The Telegraph also has an informative piece by Judy Rumbold tracking the development of the It bag, from the Fendi Baguette to the present (the YSL Downtown). As she points out:
They transcend tricky divisions to do with weight, age and social status. In short, bags are not just for skinny bitches. There is no such thing as a size-zero bag.I have two of the bags she mentions, the Baguette (actually, I have two of these, one in red and one in purple suede) and a Leulla Giselle. When I bought the latter, a couple of years ago at a Vogue sample sale in aid of Turkish disaster relief, I was dithering between the Giselle and a Marni, until Alexandra Shulman, editor of UK Vogue, and my oracle at all times of hesitation, came over and told me what to do. 'That bag's a classic,' she said, pointing to the Giselle,'I've got the Marni, the clasp broke.'
I don't use the Giselle all that often but I agree, if you buy a classic bag, even if it once was an It bag, it will come round again.
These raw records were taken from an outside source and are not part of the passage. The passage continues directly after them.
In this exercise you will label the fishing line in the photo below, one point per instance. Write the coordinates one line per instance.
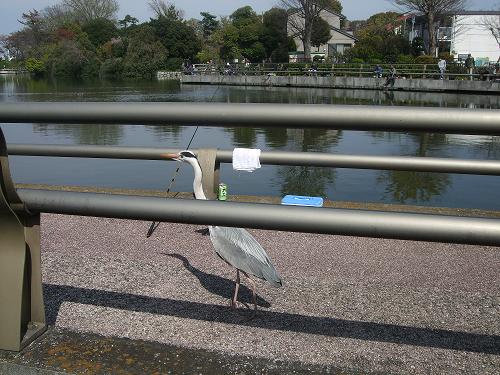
(155, 224)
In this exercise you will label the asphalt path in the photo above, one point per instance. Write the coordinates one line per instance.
(361, 304)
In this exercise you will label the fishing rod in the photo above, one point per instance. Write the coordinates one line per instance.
(155, 224)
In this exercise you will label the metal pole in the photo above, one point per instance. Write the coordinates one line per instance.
(421, 227)
(355, 117)
(316, 159)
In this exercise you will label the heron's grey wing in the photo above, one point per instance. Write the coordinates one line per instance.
(240, 249)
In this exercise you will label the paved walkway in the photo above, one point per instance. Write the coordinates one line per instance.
(353, 303)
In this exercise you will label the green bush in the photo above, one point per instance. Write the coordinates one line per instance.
(406, 59)
(447, 56)
(426, 59)
(173, 64)
(112, 68)
(35, 66)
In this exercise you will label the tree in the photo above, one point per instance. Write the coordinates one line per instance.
(208, 23)
(145, 54)
(492, 23)
(55, 16)
(177, 37)
(128, 21)
(433, 10)
(88, 10)
(274, 35)
(378, 41)
(303, 13)
(320, 32)
(161, 8)
(100, 31)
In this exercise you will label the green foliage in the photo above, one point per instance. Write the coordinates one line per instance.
(145, 54)
(417, 46)
(173, 64)
(241, 36)
(426, 59)
(406, 59)
(100, 31)
(128, 21)
(208, 23)
(177, 37)
(112, 68)
(320, 32)
(377, 40)
(274, 35)
(35, 66)
(447, 56)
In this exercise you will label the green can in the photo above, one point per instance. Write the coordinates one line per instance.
(222, 193)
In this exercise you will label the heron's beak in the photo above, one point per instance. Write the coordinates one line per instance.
(171, 156)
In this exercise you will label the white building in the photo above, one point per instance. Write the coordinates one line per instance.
(461, 34)
(339, 41)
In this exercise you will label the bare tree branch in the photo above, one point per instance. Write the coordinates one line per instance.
(433, 10)
(492, 23)
(162, 8)
(301, 16)
(88, 10)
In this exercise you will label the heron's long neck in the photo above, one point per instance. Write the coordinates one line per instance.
(197, 186)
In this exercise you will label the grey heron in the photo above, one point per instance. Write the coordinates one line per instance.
(235, 246)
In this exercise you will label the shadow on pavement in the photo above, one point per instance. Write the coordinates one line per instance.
(55, 295)
(219, 285)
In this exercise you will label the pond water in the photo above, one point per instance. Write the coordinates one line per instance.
(430, 189)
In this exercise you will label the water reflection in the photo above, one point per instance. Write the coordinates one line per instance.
(310, 181)
(342, 184)
(85, 134)
(405, 187)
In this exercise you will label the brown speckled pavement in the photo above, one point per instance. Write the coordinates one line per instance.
(361, 304)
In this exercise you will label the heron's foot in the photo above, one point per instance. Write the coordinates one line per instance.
(204, 231)
(234, 305)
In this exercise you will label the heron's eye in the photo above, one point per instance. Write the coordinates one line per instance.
(187, 154)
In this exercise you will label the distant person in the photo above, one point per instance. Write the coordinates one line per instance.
(469, 64)
(442, 68)
(391, 77)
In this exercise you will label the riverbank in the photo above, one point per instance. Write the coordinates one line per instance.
(348, 304)
(360, 83)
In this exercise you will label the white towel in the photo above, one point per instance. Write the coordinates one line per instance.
(246, 159)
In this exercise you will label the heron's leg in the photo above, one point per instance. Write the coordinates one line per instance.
(236, 287)
(254, 295)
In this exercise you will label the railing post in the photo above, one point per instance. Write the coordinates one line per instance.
(210, 168)
(22, 311)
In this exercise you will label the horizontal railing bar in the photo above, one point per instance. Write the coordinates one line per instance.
(314, 159)
(348, 117)
(422, 227)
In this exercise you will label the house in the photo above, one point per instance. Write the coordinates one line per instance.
(460, 34)
(469, 34)
(340, 39)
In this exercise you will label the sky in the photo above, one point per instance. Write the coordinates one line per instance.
(10, 11)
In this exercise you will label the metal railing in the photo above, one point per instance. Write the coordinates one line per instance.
(22, 316)
(347, 117)
(454, 70)
(312, 159)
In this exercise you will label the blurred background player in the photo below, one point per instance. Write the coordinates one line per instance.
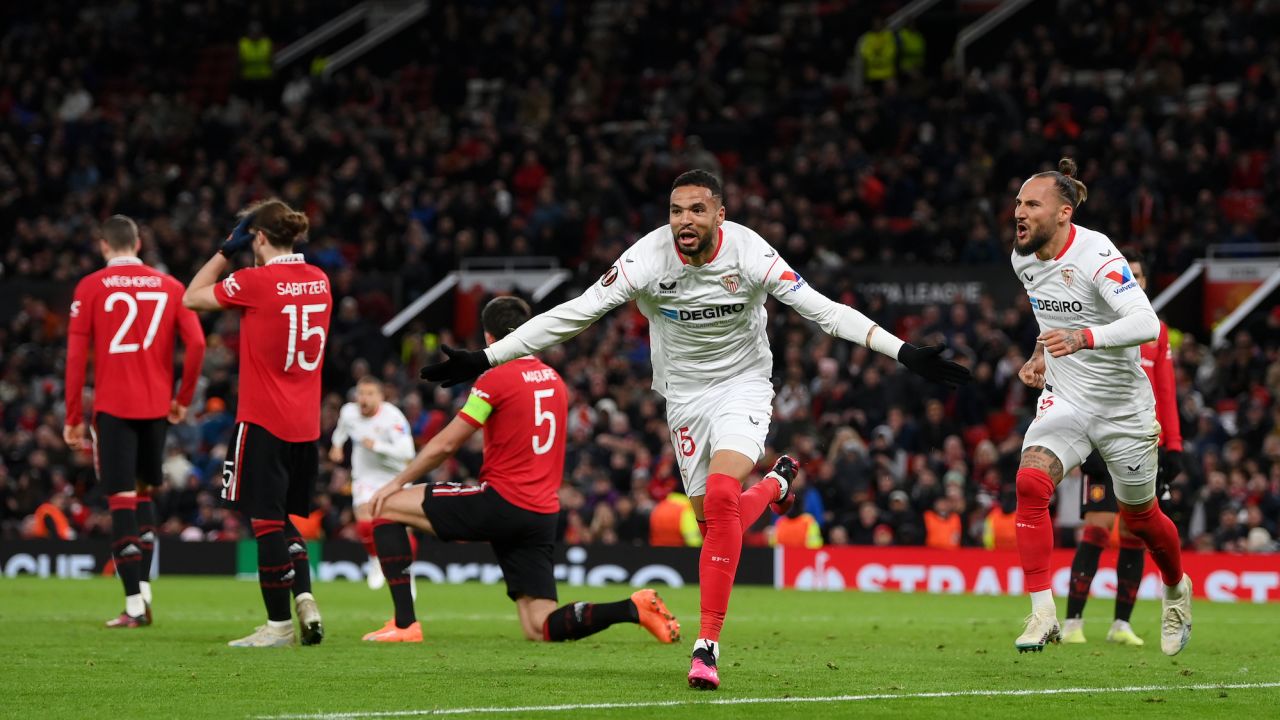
(273, 463)
(382, 446)
(702, 283)
(1092, 315)
(1098, 506)
(129, 315)
(522, 408)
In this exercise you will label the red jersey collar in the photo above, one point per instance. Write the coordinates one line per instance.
(1070, 238)
(720, 242)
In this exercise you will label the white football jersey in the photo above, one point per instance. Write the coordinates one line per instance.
(705, 323)
(1088, 285)
(393, 442)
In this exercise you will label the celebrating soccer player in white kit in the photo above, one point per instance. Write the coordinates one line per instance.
(382, 446)
(702, 283)
(1095, 395)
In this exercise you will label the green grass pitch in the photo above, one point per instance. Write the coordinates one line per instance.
(784, 648)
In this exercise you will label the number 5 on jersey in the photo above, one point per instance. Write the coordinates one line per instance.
(539, 418)
(685, 442)
(307, 332)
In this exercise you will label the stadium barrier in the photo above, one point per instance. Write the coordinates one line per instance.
(1217, 577)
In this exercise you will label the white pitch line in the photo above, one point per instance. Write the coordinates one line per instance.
(766, 701)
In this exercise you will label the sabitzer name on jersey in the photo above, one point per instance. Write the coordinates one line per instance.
(712, 313)
(1057, 305)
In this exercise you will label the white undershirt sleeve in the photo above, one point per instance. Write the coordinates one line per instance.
(839, 319)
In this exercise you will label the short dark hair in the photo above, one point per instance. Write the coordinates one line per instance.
(120, 232)
(502, 315)
(700, 178)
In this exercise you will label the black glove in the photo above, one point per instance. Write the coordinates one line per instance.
(240, 238)
(1170, 465)
(461, 365)
(927, 363)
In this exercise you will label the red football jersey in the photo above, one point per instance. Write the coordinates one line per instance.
(1157, 360)
(524, 409)
(284, 324)
(129, 315)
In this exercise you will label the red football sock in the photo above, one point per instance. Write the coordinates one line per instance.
(1157, 531)
(755, 499)
(365, 529)
(1033, 525)
(718, 561)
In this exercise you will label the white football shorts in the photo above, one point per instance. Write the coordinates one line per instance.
(1127, 443)
(731, 415)
(362, 488)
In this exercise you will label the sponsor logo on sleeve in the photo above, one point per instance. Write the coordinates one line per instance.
(791, 277)
(1124, 278)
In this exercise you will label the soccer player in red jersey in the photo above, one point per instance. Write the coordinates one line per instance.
(284, 306)
(129, 315)
(522, 408)
(1100, 506)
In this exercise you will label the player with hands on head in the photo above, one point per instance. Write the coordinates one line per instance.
(1093, 395)
(702, 282)
(284, 306)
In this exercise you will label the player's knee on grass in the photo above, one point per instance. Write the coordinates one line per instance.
(533, 616)
(406, 509)
(1040, 458)
(1100, 520)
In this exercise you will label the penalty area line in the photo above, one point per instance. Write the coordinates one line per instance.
(763, 701)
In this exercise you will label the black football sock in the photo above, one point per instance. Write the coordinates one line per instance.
(577, 620)
(274, 569)
(396, 555)
(126, 548)
(301, 560)
(146, 514)
(1083, 568)
(1128, 578)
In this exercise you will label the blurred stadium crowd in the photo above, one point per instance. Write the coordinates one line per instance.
(554, 128)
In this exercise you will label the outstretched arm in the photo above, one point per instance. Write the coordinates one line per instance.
(846, 323)
(542, 331)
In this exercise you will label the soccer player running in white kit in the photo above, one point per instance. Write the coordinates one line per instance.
(1095, 395)
(382, 447)
(702, 282)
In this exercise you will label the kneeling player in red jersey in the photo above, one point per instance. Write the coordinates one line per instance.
(522, 408)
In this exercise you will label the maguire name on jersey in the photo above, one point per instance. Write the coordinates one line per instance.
(1088, 285)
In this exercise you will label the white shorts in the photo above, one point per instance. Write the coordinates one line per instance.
(362, 490)
(731, 415)
(1127, 443)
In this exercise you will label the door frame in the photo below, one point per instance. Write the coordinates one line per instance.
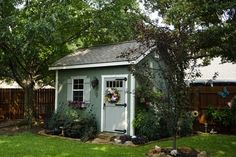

I am not too proud to carry my little suede Baguettes at parties, they are the perfect evening bag, sitting snugly under the shoulder. I just cannot see the point of the bloody clutch. I already need two hands, one for the glass of champagne, the other for the canape. I know you can wedge them under the arm clamping the thing against your rib cage, but that's just more Chinese foot-binding, as far as I'm concerned.